The Hobbit: The Desolation of Smaug
Opens Fri., Dec. 13 at Cinerama and other theaters. Rated PG-13. 156 minutes.
As holiday movie titles go, The Desolation of Smaug is a less-than-catchy handle for an evening’s buoyant entertainment. But only to the uninitiated. To the throbbing fan base of The Hobbit, J.R.R. Tolkien’s fun and relatively compact fantasy novel, those words portend sheer fire-breathing awesomeness.
By now you know that The Hobbit has been elongated into three hefty movies by Lord of the Rings director Peter Jackson. Smaug is the middle one, and it improves on last year’s rambling An Unexpected Journey by sticking to a clean, headlong storyline and jettisoning much of Part 1’s juvenile humor. Our hero, Bilbo Baggins (Martin Freeman), is traveling with his crowd of bumptious dwarfs, intent on finding a magical stone inside a mountain crammed with treasure. Wee wrinkle: The mountain is home to a dragon named Smaug (voiced by Benedict Cumberbatch), who likes to emerge periodically from his lair and burn down neighboring Laketown.
This is really the only plot. Wizard leader Gandalf (Ian McKellen) breaks off from the travelers for his own jaunt; elfin archer Legolas (Orlando Bloom) returns to the fray from his LOTR stint; and a new elf character named Tauriel (Evangeline Lilly) provides woman-warrior action. Jackson once again wrote the (rather overly talky) script with Fran Walsh, Phillippa Boyens, and Guillermo del Toro, and they’ve dialed back on the funhouse action just a bit—though one zany escape, involving dwarfs riding barrels down a rushing river, is a glorious blend of Chuck Jones–style cartoony gags and Steven Spielberg’s dream of a Wild Waves park.

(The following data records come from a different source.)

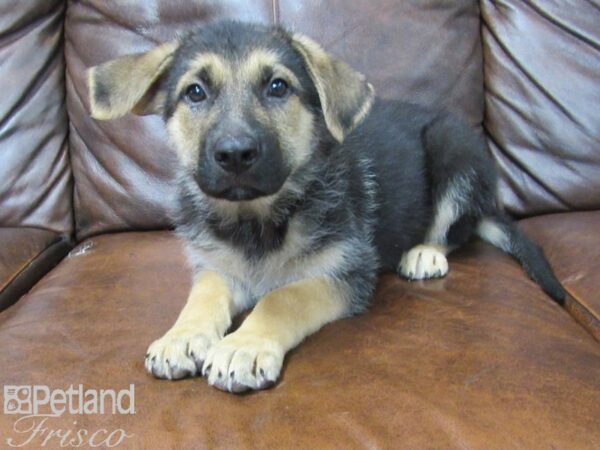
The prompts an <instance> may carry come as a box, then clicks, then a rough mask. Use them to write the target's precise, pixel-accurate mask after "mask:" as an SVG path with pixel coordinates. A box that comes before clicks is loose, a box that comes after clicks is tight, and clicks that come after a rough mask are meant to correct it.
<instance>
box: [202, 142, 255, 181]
mask: <svg viewBox="0 0 600 450" xmlns="http://www.w3.org/2000/svg"><path fill="white" fill-rule="evenodd" d="M212 157H213V159H214V160H215V162H216V163H217V164H218V165H219V166H220V167H221V168H222V169H223V170H224V171H226V172H228V173H231V174H233V175H239V174H242V173H243V172H245V171H247V170H248V169H250V168H251V167H252V166H254V165H255V164H256V163H258V161H259V160H260V158H261V151H260V144H259V142H258V141H257V140H256V139H255V138H254V137H252V136H250V135H247V134H240V135H237V136H231V135H229V136H225V137H222V138H220V139H219V140H217V142H215V145H214V147H213V149H212Z"/></svg>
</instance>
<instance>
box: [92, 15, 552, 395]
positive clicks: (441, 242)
mask: <svg viewBox="0 0 600 450" xmlns="http://www.w3.org/2000/svg"><path fill="white" fill-rule="evenodd" d="M89 85H90V99H91V111H92V115H93V116H94V117H95V118H97V119H113V118H117V117H120V116H123V115H124V114H126V113H128V112H130V111H133V112H135V113H138V114H149V113H155V114H160V115H162V117H163V118H164V121H165V123H166V127H167V129H168V132H169V135H170V138H171V140H172V143H173V146H174V148H175V150H176V151H177V154H178V157H179V160H180V163H181V164H180V166H181V170H180V177H179V216H178V218H177V222H178V231H179V233H180V234H181V235H182V236H183V237H184V238H185V239H186V241H187V245H188V250H189V258H190V260H191V262H192V264H193V266H194V268H195V278H194V284H193V287H192V290H191V292H190V295H189V298H188V301H187V304H186V306H185V307H184V309H183V311H182V312H181V314H180V316H179V318H178V319H177V322H176V323H175V325H173V327H172V328H171V329H170V330H169V331H168V332H167V333H166V334H165V335H164V336H163V337H162V338H161V339H159V340H157V341H155V342H154V343H153V344H152V345H150V348H149V350H148V354H147V355H146V368H147V369H148V371H149V372H150V373H152V374H153V375H154V376H156V377H159V378H168V379H177V378H182V377H186V376H193V375H197V374H200V373H202V374H204V375H206V376H207V377H208V382H209V383H210V384H211V385H214V386H216V387H218V388H220V389H224V390H228V391H233V392H239V391H243V390H247V389H261V388H264V387H267V386H269V385H271V384H273V383H274V382H275V381H276V380H277V378H278V376H279V372H280V370H281V366H282V363H283V359H284V355H285V353H286V352H287V351H288V350H290V349H291V348H293V347H294V346H296V345H298V344H299V343H300V341H302V340H303V339H304V338H305V337H306V336H307V335H309V334H311V333H313V332H315V331H316V330H318V329H319V328H320V327H321V326H323V325H324V324H326V323H328V322H331V321H333V320H336V319H339V318H341V317H344V316H348V315H350V314H354V313H357V312H361V311H364V309H365V308H366V306H367V305H368V303H369V299H370V297H371V294H372V292H373V286H374V283H375V280H376V276H377V273H378V272H379V271H382V270H386V271H397V272H399V273H400V274H401V275H403V276H405V277H406V278H409V279H413V280H414V279H424V278H431V277H442V276H444V275H446V273H447V271H448V263H447V261H446V255H447V253H448V251H449V250H451V249H453V248H455V247H456V246H459V245H461V244H462V243H464V242H465V241H467V240H468V239H470V238H471V237H472V236H473V235H479V236H480V237H482V238H483V239H485V240H487V241H489V242H491V243H492V244H493V245H495V246H497V247H500V248H501V249H503V250H504V251H506V252H508V253H510V254H511V255H513V256H514V257H515V258H516V259H517V260H519V261H520V263H521V264H522V265H523V266H524V268H525V269H526V271H527V272H528V273H529V275H530V276H531V277H532V278H533V279H534V280H536V281H537V282H538V283H539V284H540V285H541V287H542V288H543V289H544V290H545V291H546V292H547V293H548V294H550V295H551V296H552V297H553V298H554V299H556V300H557V301H559V302H560V301H562V299H563V298H564V292H563V289H562V287H561V286H560V284H559V283H558V281H557V280H556V278H555V277H554V276H553V274H552V272H551V270H550V268H549V266H548V264H547V262H546V260H545V259H544V256H543V254H542V252H541V251H540V250H539V249H538V248H537V247H536V246H535V245H533V244H532V243H531V242H530V241H529V240H527V239H526V238H525V237H524V236H523V235H521V234H520V233H519V232H518V231H517V230H516V229H515V227H514V226H513V225H512V224H511V223H510V222H509V221H508V220H507V219H506V218H505V216H504V215H503V214H502V213H501V212H500V211H499V209H498V206H497V204H496V201H495V184H496V179H495V173H494V167H493V164H492V162H491V161H490V159H489V158H488V156H487V151H486V146H485V143H484V141H483V140H482V139H481V138H480V137H478V135H477V134H476V133H475V132H473V131H472V130H471V129H470V128H469V127H468V126H466V125H465V124H463V123H462V122H460V121H459V120H457V119H455V118H453V117H451V116H449V115H447V114H444V113H441V112H438V111H428V110H424V109H421V108H418V107H416V106H411V105H408V104H402V103H399V102H386V101H382V100H378V99H376V98H375V97H374V92H373V88H372V86H371V85H370V84H369V83H368V82H367V81H366V80H365V77H364V76H363V75H361V74H359V73H357V72H355V71H354V70H352V69H351V68H350V67H349V66H347V65H346V64H344V63H342V62H340V61H337V60H335V59H333V58H331V57H330V56H329V55H327V54H326V53H325V52H324V51H323V49H322V48H321V47H319V45H317V44H316V43H315V42H313V41H312V40H310V39H309V38H307V37H305V36H301V35H298V34H290V33H288V32H286V31H284V30H282V29H281V28H277V27H269V26H262V25H250V24H242V23H235V22H220V23H215V24H211V25H207V26H203V27H201V28H199V29H198V30H197V31H195V32H193V33H191V34H188V35H187V36H184V37H183V38H181V39H180V40H179V41H177V42H173V43H168V44H164V45H162V46H160V47H158V48H156V49H154V50H151V51H149V52H147V53H143V54H136V55H131V56H126V57H124V58H121V59H117V60H114V61H110V62H108V63H105V64H103V65H100V66H97V67H94V68H92V69H91V70H90V72H89ZM251 307H254V310H253V311H252V313H251V314H250V315H249V316H248V317H247V318H246V320H245V321H244V322H243V324H242V325H241V326H240V328H239V329H237V330H236V331H235V332H233V333H230V334H228V335H226V332H227V330H228V328H229V327H230V325H231V320H232V317H233V316H234V315H236V314H237V313H239V312H240V311H242V310H245V309H248V308H251Z"/></svg>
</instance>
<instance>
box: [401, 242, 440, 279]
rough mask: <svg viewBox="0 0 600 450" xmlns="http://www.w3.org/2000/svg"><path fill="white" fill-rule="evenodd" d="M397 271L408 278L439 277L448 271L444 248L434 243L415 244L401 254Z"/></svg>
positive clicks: (422, 278) (405, 277) (424, 277)
mask: <svg viewBox="0 0 600 450" xmlns="http://www.w3.org/2000/svg"><path fill="white" fill-rule="evenodd" d="M399 272H400V274H401V275H402V276H404V277H405V278H408V279H409V280H424V279H427V278H441V277H443V276H445V275H446V274H447V273H448V260H447V259H446V255H445V254H444V249H443V248H441V247H437V246H434V245H417V246H415V247H413V248H411V249H410V250H409V251H408V252H406V253H404V254H403V255H402V259H401V260H400V265H399Z"/></svg>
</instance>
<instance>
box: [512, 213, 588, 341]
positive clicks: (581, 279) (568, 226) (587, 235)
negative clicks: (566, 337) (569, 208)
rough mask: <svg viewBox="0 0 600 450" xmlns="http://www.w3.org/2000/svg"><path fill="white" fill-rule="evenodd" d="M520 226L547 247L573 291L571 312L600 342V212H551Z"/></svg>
mask: <svg viewBox="0 0 600 450" xmlns="http://www.w3.org/2000/svg"><path fill="white" fill-rule="evenodd" d="M520 226H521V228H522V229H523V231H525V232H526V233H527V234H528V235H529V236H531V237H532V238H533V239H534V240H535V241H536V242H537V243H538V244H539V245H541V246H542V247H543V249H544V252H545V253H546V255H547V256H548V259H549V261H550V263H551V264H552V266H553V267H554V270H555V272H556V275H557V277H558V279H559V280H560V281H561V283H562V284H563V285H564V287H565V288H566V289H567V291H568V292H569V293H570V294H571V296H572V299H570V301H571V302H574V303H576V304H574V305H570V306H571V307H570V308H569V305H567V307H568V308H569V312H571V314H573V315H574V316H575V317H577V319H578V320H579V321H580V322H581V323H582V324H583V325H584V326H585V327H586V328H587V329H588V330H589V331H590V333H592V335H594V336H595V337H596V339H598V340H599V341H600V233H599V232H598V230H600V211H590V212H571V213H566V214H551V215H547V216H539V217H533V218H530V219H526V220H522V221H521V222H520Z"/></svg>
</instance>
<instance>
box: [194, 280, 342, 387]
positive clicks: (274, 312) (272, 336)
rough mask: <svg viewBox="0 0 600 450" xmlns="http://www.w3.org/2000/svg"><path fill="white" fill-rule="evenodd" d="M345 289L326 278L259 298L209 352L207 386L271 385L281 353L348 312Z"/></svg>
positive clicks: (206, 373) (255, 385) (307, 283)
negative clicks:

The tightened storytelling (even at 156 minutes!) is welcome, and the movie looks cool. From the opening scene of Gandalf conspiring with the presumptive dwarf king Thorin (Richard Armitage) in a grungy pub to the wonderfully tumbledown design of Laketown, Jackson’s eye for epic locations (New Zealand–shot, natch) is right on. I saw the film in conventional 3-D, although in some theaters it’s available in the bizarre high-frame-rate version deployed in An Unexpected Journey. One serious caveat: Jackson misplaces Bilbo Baggins. In the bustle and the rapid-fire close-ups of the dwarfs (you still won’t be able to tell them apart), good old Bilbo is relegated to member-of-the-gang status—but this really is his journey, isn’t it? We miss his solid center, amid all the breathless archery and scar-faced Orcs.
There’s a final bold move by Jackson: the ending. The LOTR episodes and other such multipart franchises generally round off each chapter with some combination of resolution and “What happens next?” Smaug is pure cliffhanger, to be resolved next Christmas. The faithful are unlikely to complain.